Após intenso debate, a União Européia (UE) adotou ontem um pacote de sete medidas e princípios para tentar conter a crise, mas fracassou em tentar um acordo sobre a criação de um fundo de emergência. A iniciativa é a primeira tomada de forma coletiva pelos 27 países do bloco diante da crise que, segundo analistas, pode ser mais dura na Europa que nos Estados Unidos.

As medidas incluem garantias aos correntistas em todo o bloco, para evitar uma corrida aos bancos.

"Reiteramos nossa determinação de garantir a estabilidade e a solidez de nosso sistema bancário", disse a ministra de Finanças da França, Christine Lagarde. "Não vamos tolerar uma situação como a do Lehman Brothers." O pedido de concordata do banco de investimentos americano, há duas semanas, é considerado o maior da história e tido como o fator inicial da atual turbulência. Lagarde tentou dar sinais de que os 27 governos estavam unidos.

Franceses, italianos e holandeses desembarcaram em Luxemburgo propondo um fundo ao estilo americano. Como a UE não tem orçamento federal, a proposta era que cada país desse sua contribuição, segundo seu PIB. A Alemanha, maior economia, se recusou a pagar "por bancos estrangeiros que cometeram erros".

O ministro de Finanças alemão, Peer Steinbrueck, disse que chanceler Angela Merkel rejeitou a idéia de um fundo para comprar ativos podres dos bancos. "Nossa proposta era ter um fundo em cada país, não uma coisa única", disse o ministro de Finanças da Itália, Giulio Tremonti. Segundo ele, cada fundo salvaria seus bancos. Mas, com bancos transnacionais atuando em todo o continente, alguns acabariam pagando por outros.

No lugar do fundo, a UE anunciou que vai resgatar grandes grupos financeiros. A lista das instituições não foi publicada, ministros só disseram que se seriam "bancos relevantes para o sistema". A reunião de emergência foi convocada depois das falências do Hypo Real Estate, na Alemanha, do belgo-holandês Fortis e do franco-belga Dexia.

Entre os sete "princípios comuns" adotados está a possibilidade de intervenções "temporárias" em instituições financeiras. "Tomaremos todas as medidas necessárias para garantir a estabilidade do sistema bancário e para proteger correntistas", afirmaram os ministros em comunicado.

Eles concordaram que os governos terão de atuar em seus próprios países para dar apoio às instituições financeiras. Mas a estratégia de "cada um por si" não agradou a todos no mercado. Há o temor de que crises acentuadas em países menores não sejam domadas e afetem outros. Ainda pelo pacote, os governos poderão demitir executivos de bancos estatizados. Não houve acordo sobre a supervisão de seguradoras.

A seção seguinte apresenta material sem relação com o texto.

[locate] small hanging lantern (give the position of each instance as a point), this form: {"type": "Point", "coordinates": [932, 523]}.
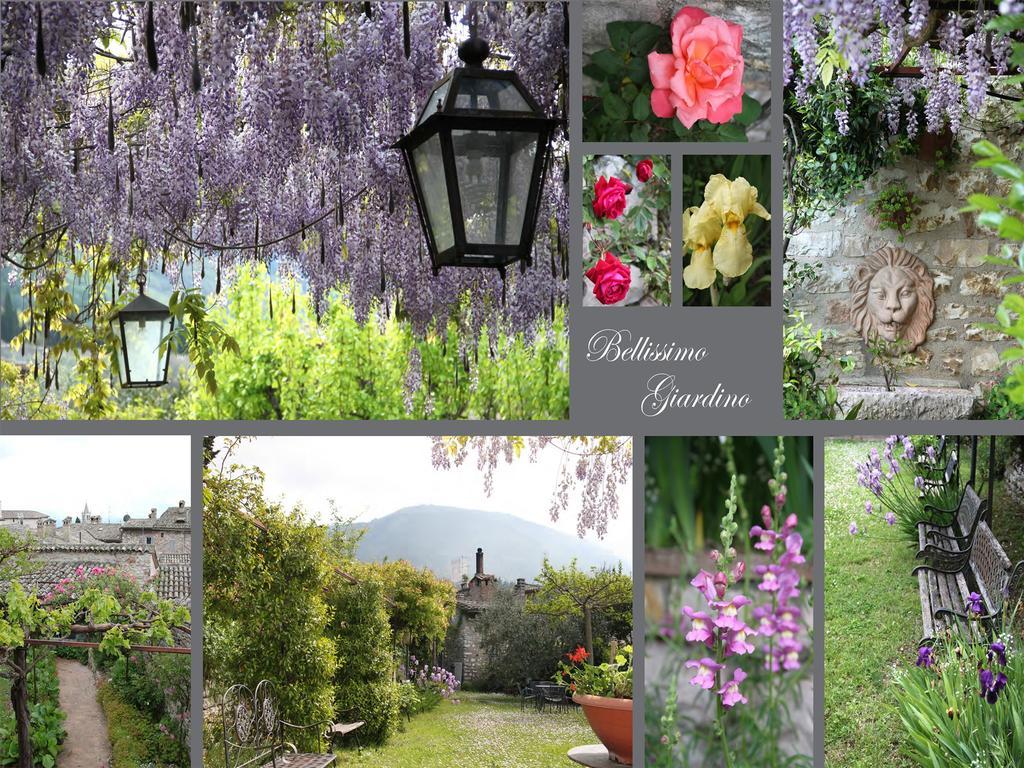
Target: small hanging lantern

Uma das principais medidas foi a elevação das garantias aos correntistas nos 27 países do bloco. A garantia, de 20 mil, passa a pelo menos 50 mil dos depósitos bancários, para evitar uma corrida para saques, por temor da piora da crise.

Alguns países elevarão as garantias para 100 mil e queriam que a regra fosse estabelecida para todos. Mas países menores disseram que não teriam como cobrir um seguro desse tamanho. "Uma série de países membros, eu diria que a maioria, têm mostrado preferência de colocar 100 mil como mínimo", afirmou o ministro espanhol, Pedro Solbes. As medidas serão válidas por um ano.

Uma das preocupações dos europeus é que medidas unilaterais provoquem concorrência desleal entre os países. Ao garantir os depósitos, um país poderia causar uma evasão de recursos de outras economias para seus bancos, supostamente mais seguros. Foi disso que se queixou o Reino Unido quando a Irlanda tomou a iniciativa na semana passada. Na segunda, sem um acordo, Alemanha, Espanha, Portugal, Suécia, Dinamarca e Grécia seguiram o mesmo caminho.

Na Alemanha, o governo foi atacado ontem pela oposição, já que a promessa de que garantia os depósitos não foi transformada em lei e apenas seria "uma palavra de honra". Na Irlanda, as garantias já são lei. Para a oposição, as garantias têm efeito, acima de tudo, psicológico.

O Banco Central Europeu injetou ontem US$ 50 bilhões na economia, pelo segundo dia consecutivo. As ações na Europa subiram depois que Federal Reserve (Fed, o banco central americano) deu garantias a papéis comerciais. O dia terminou com perdas modestas.

A situação mais crítica foi a dos bancos ingleses diante dos rumores de que teriam pedido ajuda ao governo. As ações do Royal Bank of Scotland Group caíram 39%, as do HBOS, 41,5%, as do LLoyds 12,9% e as do Barclays, 9,2%. O governo negocia injetar US$ 87 bilhões em seus bancos. Na Islândia, o segundo maior banco foi nacionalizado e o BC fixou a taxa de câmbio. As informações são do jornal O Estado de S.Paulo.